Antennes relais, Toulouse veut une baisse des seuils d’exposition

La Ville de Toulouse vient de postuler à l’expérimentation d’une baisse des seuils d’exposition aux ondes électromagnétiques, dans le cadre de l’appel à candidatures lancé par le ministère de l’Ecologie, de l’Energie, du Développement durable et de la Mer.

En tant qu’adjointe au Maire en charge de l’environnement et de la santé Elisabeth Belaubre à dit se “réjouir que cette démarche, soutenue par les élus Verts, aboutisse”.

Le problème suscite dans les quartiers Jolimont-LaGloire et Bonhoure certaines inquiétudes.

Il y a plus d’un an, la mairie a en effet opposé un moratoire à l’implantation de nouvelles antennes relais sur le domaine public. Et depuis, travaille à l’élaboration d’une charte, en concertation avec les opérateurs et les associations concernées.

Cette candidature s’inscrit donc dans la logique de la politique municipale, guidée par la mise en œuvre du principe de précaution face aux doutes sur l’innocuité des technologies de téléphonie mobile.

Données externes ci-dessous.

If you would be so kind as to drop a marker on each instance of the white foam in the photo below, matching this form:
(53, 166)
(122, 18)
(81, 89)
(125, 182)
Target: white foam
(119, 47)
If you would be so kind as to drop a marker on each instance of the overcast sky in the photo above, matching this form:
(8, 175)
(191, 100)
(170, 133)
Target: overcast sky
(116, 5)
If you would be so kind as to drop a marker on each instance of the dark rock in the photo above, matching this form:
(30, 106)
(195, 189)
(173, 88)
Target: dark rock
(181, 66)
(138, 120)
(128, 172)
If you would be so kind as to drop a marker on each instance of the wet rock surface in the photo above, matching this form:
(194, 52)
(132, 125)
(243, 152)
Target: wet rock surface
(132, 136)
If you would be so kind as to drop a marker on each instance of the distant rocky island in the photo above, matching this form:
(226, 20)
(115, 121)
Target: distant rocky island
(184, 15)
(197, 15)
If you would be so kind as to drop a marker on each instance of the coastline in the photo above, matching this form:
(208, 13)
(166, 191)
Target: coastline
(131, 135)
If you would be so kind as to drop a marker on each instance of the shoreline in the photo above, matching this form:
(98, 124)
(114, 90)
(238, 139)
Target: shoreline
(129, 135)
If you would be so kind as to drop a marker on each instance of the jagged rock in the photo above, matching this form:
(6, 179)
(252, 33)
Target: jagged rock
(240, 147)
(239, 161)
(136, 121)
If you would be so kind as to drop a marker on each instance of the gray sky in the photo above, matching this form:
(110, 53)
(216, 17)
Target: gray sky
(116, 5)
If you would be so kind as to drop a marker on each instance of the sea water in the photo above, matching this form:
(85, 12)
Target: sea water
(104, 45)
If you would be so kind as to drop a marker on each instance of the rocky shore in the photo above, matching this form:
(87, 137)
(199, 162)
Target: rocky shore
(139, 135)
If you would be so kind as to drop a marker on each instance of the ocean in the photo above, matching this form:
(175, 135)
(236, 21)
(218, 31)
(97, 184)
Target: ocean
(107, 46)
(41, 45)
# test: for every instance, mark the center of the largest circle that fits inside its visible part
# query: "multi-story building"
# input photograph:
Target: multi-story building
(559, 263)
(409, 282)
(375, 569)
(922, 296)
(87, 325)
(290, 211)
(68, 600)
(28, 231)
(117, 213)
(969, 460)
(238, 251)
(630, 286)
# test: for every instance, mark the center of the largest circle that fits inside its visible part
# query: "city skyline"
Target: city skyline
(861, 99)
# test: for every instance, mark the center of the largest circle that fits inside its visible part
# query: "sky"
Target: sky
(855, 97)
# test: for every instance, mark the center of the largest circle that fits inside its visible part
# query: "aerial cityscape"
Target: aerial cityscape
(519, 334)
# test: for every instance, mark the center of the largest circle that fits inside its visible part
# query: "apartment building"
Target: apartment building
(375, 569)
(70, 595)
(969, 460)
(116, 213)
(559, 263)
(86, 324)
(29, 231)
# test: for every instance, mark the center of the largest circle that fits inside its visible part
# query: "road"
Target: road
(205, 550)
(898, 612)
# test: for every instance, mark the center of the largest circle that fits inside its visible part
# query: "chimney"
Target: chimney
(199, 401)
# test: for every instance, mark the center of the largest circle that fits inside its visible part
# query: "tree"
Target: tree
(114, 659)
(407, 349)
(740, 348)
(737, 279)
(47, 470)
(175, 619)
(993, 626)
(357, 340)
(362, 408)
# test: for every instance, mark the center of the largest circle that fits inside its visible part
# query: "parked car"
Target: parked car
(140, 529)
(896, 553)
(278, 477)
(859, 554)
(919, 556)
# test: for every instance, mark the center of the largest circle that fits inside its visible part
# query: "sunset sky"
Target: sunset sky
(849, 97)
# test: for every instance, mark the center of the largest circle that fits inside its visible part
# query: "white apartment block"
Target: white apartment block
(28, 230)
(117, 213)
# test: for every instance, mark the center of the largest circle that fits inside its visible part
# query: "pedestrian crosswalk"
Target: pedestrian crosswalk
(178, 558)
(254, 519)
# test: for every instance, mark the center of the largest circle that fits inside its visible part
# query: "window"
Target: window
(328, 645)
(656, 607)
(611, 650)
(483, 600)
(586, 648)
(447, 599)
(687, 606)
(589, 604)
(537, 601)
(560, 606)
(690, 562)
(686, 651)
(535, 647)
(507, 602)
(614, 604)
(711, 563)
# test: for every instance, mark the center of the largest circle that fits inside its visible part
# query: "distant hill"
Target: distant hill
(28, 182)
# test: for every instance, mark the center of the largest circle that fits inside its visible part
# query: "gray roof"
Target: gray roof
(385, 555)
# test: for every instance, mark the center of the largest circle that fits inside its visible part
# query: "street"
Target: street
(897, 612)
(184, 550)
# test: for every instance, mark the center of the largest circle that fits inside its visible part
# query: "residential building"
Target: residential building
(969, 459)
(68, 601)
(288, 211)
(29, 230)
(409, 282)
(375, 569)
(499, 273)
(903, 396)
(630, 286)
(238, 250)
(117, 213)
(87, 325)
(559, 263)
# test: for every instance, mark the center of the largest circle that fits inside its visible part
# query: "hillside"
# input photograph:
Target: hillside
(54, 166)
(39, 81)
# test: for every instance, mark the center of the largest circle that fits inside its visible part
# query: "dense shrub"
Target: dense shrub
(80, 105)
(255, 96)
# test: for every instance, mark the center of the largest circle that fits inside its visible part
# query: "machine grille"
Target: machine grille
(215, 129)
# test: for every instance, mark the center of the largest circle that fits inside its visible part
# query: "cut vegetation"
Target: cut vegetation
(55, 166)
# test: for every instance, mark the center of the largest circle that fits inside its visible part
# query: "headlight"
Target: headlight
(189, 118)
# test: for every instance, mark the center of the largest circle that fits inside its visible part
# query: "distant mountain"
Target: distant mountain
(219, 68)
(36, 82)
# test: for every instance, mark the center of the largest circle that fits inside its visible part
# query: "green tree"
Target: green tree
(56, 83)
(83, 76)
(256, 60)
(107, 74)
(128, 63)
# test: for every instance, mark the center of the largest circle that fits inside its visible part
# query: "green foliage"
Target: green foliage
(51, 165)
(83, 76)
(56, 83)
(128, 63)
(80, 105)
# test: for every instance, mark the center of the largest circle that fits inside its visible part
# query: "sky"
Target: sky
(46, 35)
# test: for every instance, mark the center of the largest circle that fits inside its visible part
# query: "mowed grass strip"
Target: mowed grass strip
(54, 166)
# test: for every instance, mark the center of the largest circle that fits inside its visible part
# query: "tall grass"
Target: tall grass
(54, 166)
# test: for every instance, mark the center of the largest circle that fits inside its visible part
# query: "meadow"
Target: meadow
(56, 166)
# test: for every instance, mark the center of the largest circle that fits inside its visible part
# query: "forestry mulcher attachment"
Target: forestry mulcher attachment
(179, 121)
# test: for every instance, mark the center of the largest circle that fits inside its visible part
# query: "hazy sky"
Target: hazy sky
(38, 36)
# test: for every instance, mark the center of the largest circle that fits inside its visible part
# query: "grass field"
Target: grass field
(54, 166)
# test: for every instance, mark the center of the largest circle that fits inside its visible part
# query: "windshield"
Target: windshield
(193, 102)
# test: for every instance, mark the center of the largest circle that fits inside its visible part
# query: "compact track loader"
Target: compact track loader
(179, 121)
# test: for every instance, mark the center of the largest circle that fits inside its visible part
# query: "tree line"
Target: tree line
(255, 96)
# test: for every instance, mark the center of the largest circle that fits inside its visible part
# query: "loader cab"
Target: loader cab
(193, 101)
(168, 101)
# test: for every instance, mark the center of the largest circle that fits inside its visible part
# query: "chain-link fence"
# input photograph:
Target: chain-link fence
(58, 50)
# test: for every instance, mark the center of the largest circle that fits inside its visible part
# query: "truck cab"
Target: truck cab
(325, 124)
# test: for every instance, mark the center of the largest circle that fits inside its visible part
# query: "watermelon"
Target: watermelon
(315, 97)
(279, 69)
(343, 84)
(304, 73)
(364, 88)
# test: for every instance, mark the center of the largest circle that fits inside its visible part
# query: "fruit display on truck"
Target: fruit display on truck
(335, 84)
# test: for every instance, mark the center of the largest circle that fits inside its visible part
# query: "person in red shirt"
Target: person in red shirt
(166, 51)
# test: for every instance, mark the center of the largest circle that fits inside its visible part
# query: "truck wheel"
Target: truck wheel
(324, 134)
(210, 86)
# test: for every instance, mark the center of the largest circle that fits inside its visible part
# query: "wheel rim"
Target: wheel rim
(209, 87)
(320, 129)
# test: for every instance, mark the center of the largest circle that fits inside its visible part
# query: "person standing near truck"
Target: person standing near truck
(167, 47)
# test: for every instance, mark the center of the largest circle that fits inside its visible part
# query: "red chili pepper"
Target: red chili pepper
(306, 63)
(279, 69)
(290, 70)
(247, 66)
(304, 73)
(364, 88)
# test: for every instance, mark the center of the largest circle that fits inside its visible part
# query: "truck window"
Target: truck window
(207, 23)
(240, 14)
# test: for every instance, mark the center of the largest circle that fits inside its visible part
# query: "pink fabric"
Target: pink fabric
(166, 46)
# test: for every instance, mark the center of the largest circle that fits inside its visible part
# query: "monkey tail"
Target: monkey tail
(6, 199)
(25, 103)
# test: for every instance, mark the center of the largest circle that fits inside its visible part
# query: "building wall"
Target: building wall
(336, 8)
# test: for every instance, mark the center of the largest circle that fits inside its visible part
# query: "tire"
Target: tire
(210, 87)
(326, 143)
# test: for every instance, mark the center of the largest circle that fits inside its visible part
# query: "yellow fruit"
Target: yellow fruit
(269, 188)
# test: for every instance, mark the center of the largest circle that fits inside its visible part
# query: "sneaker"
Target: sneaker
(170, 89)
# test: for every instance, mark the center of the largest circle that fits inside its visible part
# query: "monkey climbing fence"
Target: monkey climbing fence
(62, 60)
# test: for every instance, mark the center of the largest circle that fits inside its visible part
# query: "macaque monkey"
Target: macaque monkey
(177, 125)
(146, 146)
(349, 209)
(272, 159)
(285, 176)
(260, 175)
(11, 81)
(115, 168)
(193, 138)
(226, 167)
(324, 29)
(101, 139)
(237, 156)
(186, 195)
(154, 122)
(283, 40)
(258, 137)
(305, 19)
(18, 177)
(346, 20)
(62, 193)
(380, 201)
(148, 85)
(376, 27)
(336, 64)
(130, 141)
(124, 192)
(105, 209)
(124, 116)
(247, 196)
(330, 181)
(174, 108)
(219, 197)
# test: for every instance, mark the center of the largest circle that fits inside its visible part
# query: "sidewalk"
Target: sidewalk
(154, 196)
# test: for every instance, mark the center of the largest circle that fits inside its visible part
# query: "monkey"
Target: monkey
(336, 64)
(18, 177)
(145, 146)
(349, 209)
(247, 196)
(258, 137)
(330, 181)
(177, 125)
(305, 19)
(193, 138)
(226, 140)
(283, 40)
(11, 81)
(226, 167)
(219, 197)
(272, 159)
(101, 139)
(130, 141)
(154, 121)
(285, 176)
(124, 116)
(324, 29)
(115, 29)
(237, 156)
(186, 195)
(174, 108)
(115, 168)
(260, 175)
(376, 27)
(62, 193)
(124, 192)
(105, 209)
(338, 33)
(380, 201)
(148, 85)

Avec cette candidature, la quatrième ville de France rejoint la centaine de collectivités déjà volontaires pour cette expérimentation. C’est une occasion pour le ministère de tester le seuil de 0,6 volts par mètre à l’échelle d’un vaste territoire. Ses résultats pourraient faire école pour des agglomérations de taille équivalente dans toute la France.

Pour Elisabeth Belaubre “Il appartient au ministère de prendre la pleine mesure de l’enjeu de la candidature de Toulouse, et je serai attentive à son examen. Parallèlement, je continue à prendre toute ma part à l’élaboration d’une charte exigeante pour notre ville“.